![]() |
Sumber : Good News From Indonesia |
Di Banyuwangi, ada kisah yang
membuktikan bahwa sebuah gagasan kecil dapat menumbuhkan harapan besar. Namanya
Muhammad Farid — pemuda inspiratif yang menggerakkan program “Sayur
untuk Sekolah”, menghubungkan gizi, pendidikan, dan semangat gotong royong.
Berkat dedikasi dan keberaniannya, Farid akhirnya meraih penghargaan SATU
Indonesia Awards, sebagai salah satu figur muda yang memberi dampak nyata
bagi bangsanya.
Dari Usia Belia hingga Menjadi
Penggerak Sosial
Saat masih remaja, Farid sendiri
mengalami tantangan ekonomi dalam keluarganya. Di media-media lokal disebutkan
bahwa ia membayar SPP sekolah menggunakan hasil sayur — sebuah ide yang tak
lazim tapi sangat relevan di komunitas pertanian.

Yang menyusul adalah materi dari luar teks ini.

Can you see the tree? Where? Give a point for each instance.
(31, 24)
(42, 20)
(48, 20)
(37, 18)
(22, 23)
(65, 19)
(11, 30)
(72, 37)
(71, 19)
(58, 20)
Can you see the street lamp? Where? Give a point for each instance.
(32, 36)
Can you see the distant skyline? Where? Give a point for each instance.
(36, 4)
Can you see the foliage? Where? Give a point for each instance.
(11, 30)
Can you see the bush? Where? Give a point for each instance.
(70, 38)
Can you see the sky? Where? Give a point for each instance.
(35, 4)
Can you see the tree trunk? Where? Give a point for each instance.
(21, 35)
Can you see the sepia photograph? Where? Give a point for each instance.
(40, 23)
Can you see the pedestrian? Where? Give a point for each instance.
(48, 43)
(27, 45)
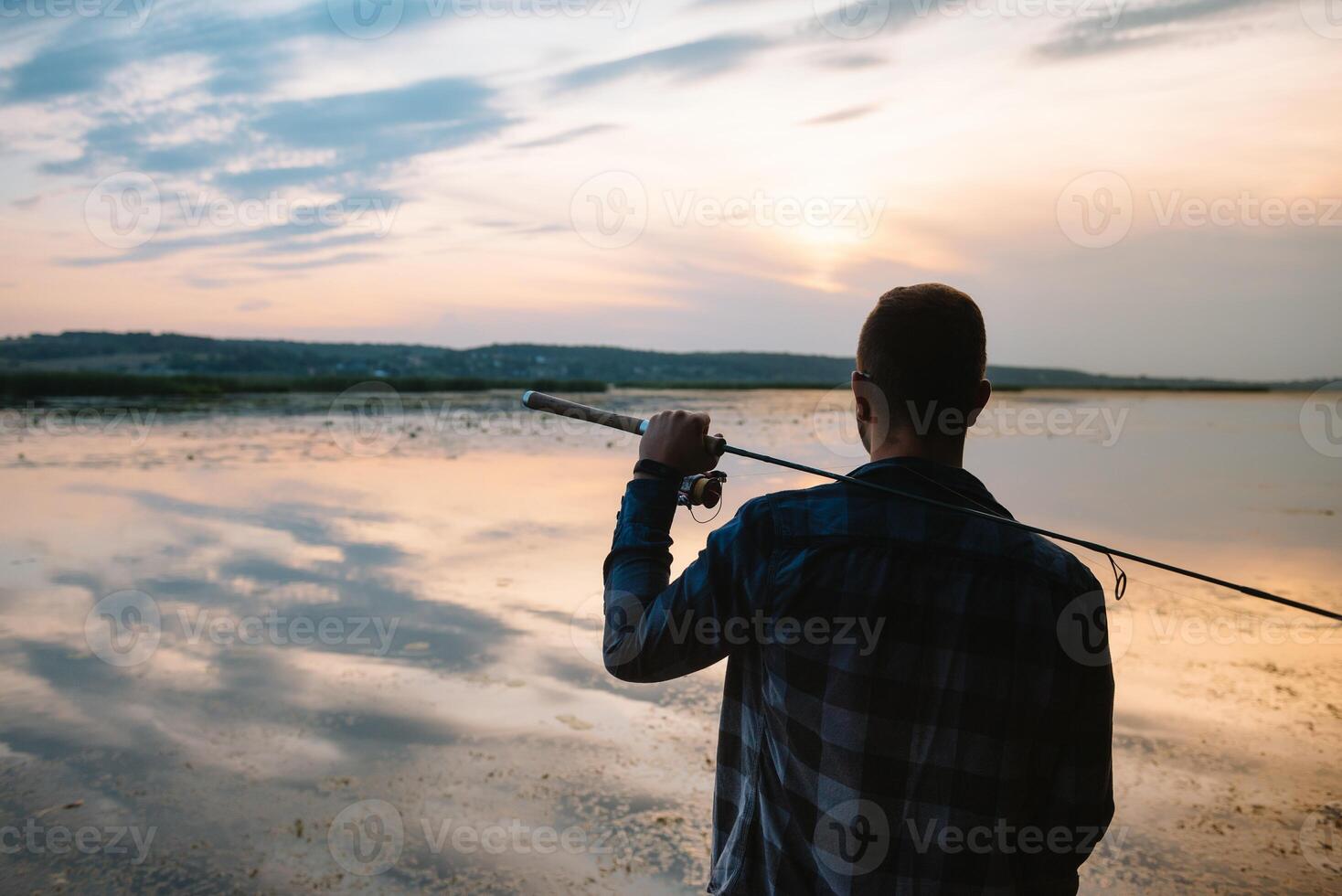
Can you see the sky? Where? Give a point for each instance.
(1124, 187)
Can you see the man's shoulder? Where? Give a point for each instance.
(834, 510)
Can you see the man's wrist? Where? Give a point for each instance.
(648, 468)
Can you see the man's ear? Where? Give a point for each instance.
(981, 396)
(862, 392)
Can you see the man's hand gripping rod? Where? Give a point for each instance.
(564, 408)
(696, 491)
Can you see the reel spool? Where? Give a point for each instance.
(702, 490)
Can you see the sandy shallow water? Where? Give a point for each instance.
(453, 549)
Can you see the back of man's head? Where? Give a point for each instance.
(923, 347)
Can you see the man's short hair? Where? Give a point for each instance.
(925, 347)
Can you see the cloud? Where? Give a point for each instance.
(1141, 26)
(62, 71)
(843, 114)
(565, 135)
(688, 60)
(346, 258)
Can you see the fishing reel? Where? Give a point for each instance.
(701, 490)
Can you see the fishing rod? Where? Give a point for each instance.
(717, 445)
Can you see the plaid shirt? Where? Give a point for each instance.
(902, 709)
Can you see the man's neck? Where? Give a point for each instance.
(905, 444)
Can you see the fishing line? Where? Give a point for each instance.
(719, 445)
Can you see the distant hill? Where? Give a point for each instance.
(238, 359)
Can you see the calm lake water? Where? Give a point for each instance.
(283, 644)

Ia tumbuh dalam lingkungan desa, di mana banyak keluarga bertani. Dari situ,
Farid melihat dua problem utama: anak-anak putus sekolah karena kesulitan bayar
uang sekolah, dan petani yang hasil tanamannya tidak terserap dengan baik. Ia
pun berpikir: kenapa tidak “memutar” nilai hasil pertanian untuk mendukung
pendidikan?
Dengan modal tekad dan
kepercayaan, ia mulai membangun sebuah gerakan sosial mikro: orang tua bisa
membayar biaya sekolah anak mereka dengan sayur atau hasil tani lainnya. Dari
kebun lokal, hasil sayur dikumpulkan dan digunakan sebagai pendukung kegiatan
sekolah. Begitulah cikal bakal “Sayur untuk Sekolah.”

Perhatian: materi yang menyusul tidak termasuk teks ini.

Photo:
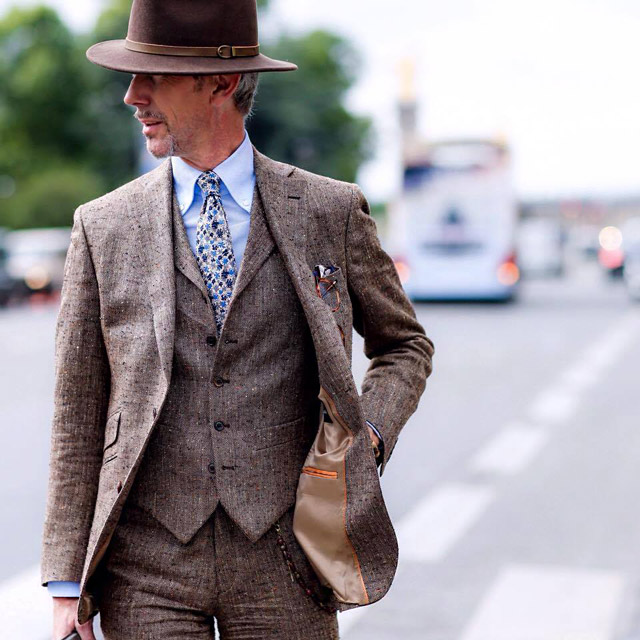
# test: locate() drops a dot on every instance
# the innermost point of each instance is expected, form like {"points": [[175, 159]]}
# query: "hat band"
{"points": [[223, 51]]}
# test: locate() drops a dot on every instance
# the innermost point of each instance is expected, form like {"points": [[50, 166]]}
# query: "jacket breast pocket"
{"points": [[111, 433]]}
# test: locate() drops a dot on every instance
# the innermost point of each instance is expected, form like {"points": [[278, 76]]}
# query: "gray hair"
{"points": [[245, 93], [243, 96]]}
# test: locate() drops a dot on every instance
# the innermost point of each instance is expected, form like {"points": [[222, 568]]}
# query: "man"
{"points": [[211, 458]]}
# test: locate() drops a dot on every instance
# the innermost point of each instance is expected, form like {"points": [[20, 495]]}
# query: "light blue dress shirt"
{"points": [[238, 180]]}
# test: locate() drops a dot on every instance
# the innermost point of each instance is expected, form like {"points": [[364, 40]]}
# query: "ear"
{"points": [[223, 87]]}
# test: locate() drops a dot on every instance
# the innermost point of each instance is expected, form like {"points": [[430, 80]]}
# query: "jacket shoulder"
{"points": [[323, 185], [115, 201]]}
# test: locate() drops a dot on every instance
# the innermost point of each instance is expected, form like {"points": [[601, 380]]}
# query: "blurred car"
{"points": [[8, 285], [611, 252], [457, 217], [540, 247], [36, 258]]}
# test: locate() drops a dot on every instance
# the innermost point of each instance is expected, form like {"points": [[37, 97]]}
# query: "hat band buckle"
{"points": [[224, 51]]}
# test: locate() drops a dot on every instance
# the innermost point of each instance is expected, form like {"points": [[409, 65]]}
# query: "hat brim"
{"points": [[113, 55]]}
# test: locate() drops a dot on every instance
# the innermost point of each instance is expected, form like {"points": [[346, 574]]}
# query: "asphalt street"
{"points": [[515, 487]]}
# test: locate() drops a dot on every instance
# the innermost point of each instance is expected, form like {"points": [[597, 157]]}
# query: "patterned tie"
{"points": [[214, 251]]}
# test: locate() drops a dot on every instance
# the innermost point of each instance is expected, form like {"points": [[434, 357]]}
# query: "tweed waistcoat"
{"points": [[228, 407]]}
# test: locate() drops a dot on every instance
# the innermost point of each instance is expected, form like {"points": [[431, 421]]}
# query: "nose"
{"points": [[139, 91]]}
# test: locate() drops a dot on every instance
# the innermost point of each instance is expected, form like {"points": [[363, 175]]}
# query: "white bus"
{"points": [[455, 232]]}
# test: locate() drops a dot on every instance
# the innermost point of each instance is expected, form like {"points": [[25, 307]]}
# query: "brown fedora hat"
{"points": [[188, 37]]}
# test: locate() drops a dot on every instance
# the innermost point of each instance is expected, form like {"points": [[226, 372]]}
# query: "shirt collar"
{"points": [[236, 173]]}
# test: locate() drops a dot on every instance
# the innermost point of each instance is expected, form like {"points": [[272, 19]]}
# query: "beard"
{"points": [[169, 142]]}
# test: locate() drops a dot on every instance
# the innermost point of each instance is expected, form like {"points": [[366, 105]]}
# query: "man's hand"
{"points": [[65, 621]]}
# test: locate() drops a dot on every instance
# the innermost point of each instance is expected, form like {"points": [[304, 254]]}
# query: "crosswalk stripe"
{"points": [[438, 521], [26, 606], [510, 451]]}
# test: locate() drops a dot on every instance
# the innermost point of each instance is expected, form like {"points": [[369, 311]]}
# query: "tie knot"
{"points": [[209, 182]]}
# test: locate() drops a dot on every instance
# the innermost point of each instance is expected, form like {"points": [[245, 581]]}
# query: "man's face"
{"points": [[173, 109]]}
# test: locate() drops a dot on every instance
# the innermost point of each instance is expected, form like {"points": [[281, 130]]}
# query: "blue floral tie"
{"points": [[214, 251]]}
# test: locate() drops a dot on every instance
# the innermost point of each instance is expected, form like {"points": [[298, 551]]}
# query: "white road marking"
{"points": [[436, 523], [431, 529], [554, 406], [510, 451], [26, 606], [548, 603], [560, 401]]}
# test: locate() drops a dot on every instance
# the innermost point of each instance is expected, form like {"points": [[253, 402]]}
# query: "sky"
{"points": [[554, 78]]}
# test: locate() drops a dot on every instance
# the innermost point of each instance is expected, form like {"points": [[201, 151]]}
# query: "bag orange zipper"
{"points": [[320, 473]]}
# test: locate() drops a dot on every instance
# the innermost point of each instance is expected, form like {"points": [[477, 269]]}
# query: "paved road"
{"points": [[515, 487]]}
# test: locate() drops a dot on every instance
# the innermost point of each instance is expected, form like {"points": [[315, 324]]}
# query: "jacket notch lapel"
{"points": [[260, 244], [283, 198], [153, 213]]}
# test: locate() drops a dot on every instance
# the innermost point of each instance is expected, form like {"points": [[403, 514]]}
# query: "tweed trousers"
{"points": [[152, 586]]}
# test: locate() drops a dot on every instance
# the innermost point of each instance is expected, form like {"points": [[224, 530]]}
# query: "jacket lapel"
{"points": [[259, 245], [283, 196], [152, 212]]}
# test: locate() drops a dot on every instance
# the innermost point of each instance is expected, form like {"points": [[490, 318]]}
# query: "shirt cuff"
{"points": [[375, 430], [62, 589]]}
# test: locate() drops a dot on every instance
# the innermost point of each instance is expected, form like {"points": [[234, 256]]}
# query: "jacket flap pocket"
{"points": [[265, 437], [112, 429]]}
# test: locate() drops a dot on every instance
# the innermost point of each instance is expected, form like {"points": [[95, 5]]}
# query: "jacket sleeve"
{"points": [[80, 405], [394, 341]]}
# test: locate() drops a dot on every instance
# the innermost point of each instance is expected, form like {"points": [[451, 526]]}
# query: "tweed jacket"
{"points": [[114, 350]]}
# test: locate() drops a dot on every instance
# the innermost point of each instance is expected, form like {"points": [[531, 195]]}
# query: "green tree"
{"points": [[300, 116]]}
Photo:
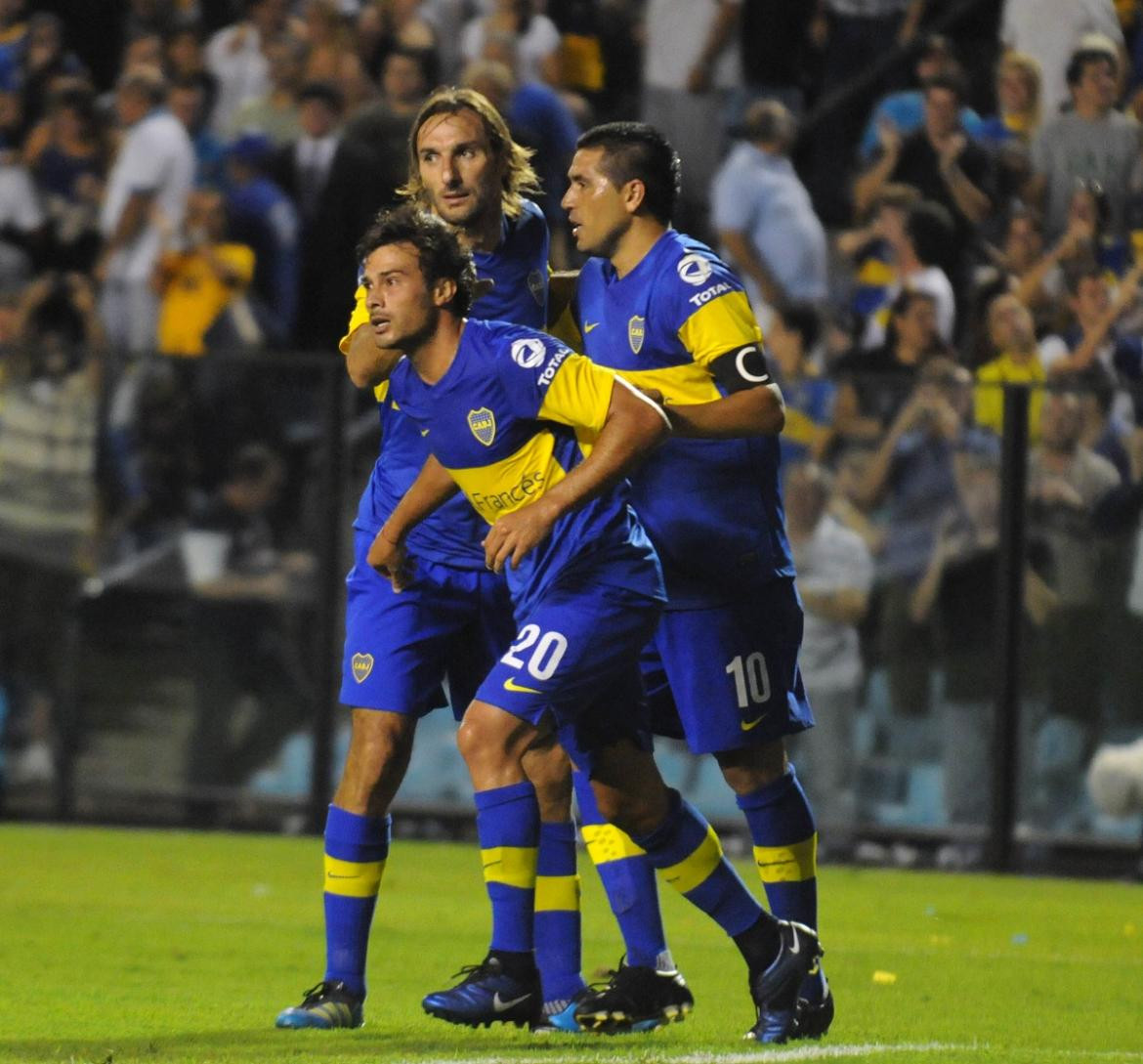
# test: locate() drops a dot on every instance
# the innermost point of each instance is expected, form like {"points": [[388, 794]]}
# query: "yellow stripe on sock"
{"points": [[355, 879], [558, 893], [787, 864], [606, 842], [515, 866], [697, 867]]}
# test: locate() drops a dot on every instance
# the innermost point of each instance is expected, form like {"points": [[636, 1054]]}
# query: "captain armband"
{"points": [[741, 368]]}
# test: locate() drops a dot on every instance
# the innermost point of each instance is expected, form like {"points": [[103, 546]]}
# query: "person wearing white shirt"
{"points": [[146, 200]]}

Menyatukan Gizi, Pendidikan,
dan Gotong Royong
![]() |
Sumber : Dok. Pribadi |
Apa yang membuat program ini
menarik bukan sekadar bentuk bantuan ekonomi, tetapi bagaimana Farid
menghubungkan gizi dan pendidikan dalam satu alur. Sekolah alam yang dirancang
pun menanamkan kegiatan berkebun, panen, dan pengolahan sayur sebagai bagian dari
kurikulum nonformal. Anak-anak tidak hanya belajar membaca dan berhitung, tapi
juga belajar menanam, merawat, dan memetik hasil buminya sendiri.
Dengan cara ini, Farid
mengedukasi generasi muda mengenai pentingnya gizi seimbang — karena anak yang
cukup asupan sayur dan vitamin akan lebih sehat dan lebih siap belajar. Sekolah
pun menjadi komunitas kecil yang mandiri: kegiatan gotong royong tanam-menyulam
hingga panen disatukan dalam aktivitas sehari-hari.

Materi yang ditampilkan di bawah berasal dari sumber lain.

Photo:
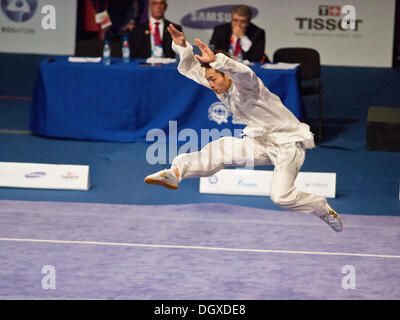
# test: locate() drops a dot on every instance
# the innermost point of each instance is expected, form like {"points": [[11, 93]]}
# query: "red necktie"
{"points": [[238, 49], [157, 37]]}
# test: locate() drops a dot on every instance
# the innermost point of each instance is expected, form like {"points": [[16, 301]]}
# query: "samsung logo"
{"points": [[37, 174], [244, 184], [208, 18]]}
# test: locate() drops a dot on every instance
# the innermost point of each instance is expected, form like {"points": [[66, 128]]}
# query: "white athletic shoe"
{"points": [[165, 178], [332, 218]]}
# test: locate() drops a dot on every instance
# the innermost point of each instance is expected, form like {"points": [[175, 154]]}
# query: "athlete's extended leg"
{"points": [[288, 160]]}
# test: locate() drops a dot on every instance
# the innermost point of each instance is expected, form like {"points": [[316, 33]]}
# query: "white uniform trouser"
{"points": [[230, 151]]}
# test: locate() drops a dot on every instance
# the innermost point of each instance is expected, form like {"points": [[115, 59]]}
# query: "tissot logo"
{"points": [[208, 18], [331, 18], [334, 11]]}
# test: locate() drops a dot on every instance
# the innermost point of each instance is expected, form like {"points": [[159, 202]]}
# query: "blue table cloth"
{"points": [[123, 102]]}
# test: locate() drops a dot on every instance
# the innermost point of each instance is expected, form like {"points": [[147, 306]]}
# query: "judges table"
{"points": [[122, 102]]}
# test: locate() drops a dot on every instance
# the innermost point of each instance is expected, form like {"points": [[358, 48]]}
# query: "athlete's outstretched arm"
{"points": [[240, 74], [189, 66]]}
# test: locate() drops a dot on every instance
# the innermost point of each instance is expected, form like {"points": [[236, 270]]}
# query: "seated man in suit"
{"points": [[240, 38], [152, 38]]}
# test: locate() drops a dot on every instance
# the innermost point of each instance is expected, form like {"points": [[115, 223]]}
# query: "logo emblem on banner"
{"points": [[19, 10], [218, 112], [208, 18]]}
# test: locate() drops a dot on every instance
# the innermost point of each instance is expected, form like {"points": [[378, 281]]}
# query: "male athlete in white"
{"points": [[273, 135]]}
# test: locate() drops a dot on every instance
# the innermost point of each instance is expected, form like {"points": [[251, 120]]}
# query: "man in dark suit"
{"points": [[151, 38], [240, 38]]}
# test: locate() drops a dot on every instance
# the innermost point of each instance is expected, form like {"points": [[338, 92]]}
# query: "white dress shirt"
{"points": [[249, 100]]}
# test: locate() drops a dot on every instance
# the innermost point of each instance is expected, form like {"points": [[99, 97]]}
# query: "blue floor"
{"points": [[367, 182], [201, 251]]}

Lebih dari itu, Farid melibatkan
masyarakat desa secara aktif. Petani, orang tua siswa, hingga relawan ikut
terlibat menanam, merawat, dan memanen bersama. Nilai kebersamaan itu tumbuh,
bukan sebagai aktivitas insidental, tapi sebagai bagian dari identitas desa.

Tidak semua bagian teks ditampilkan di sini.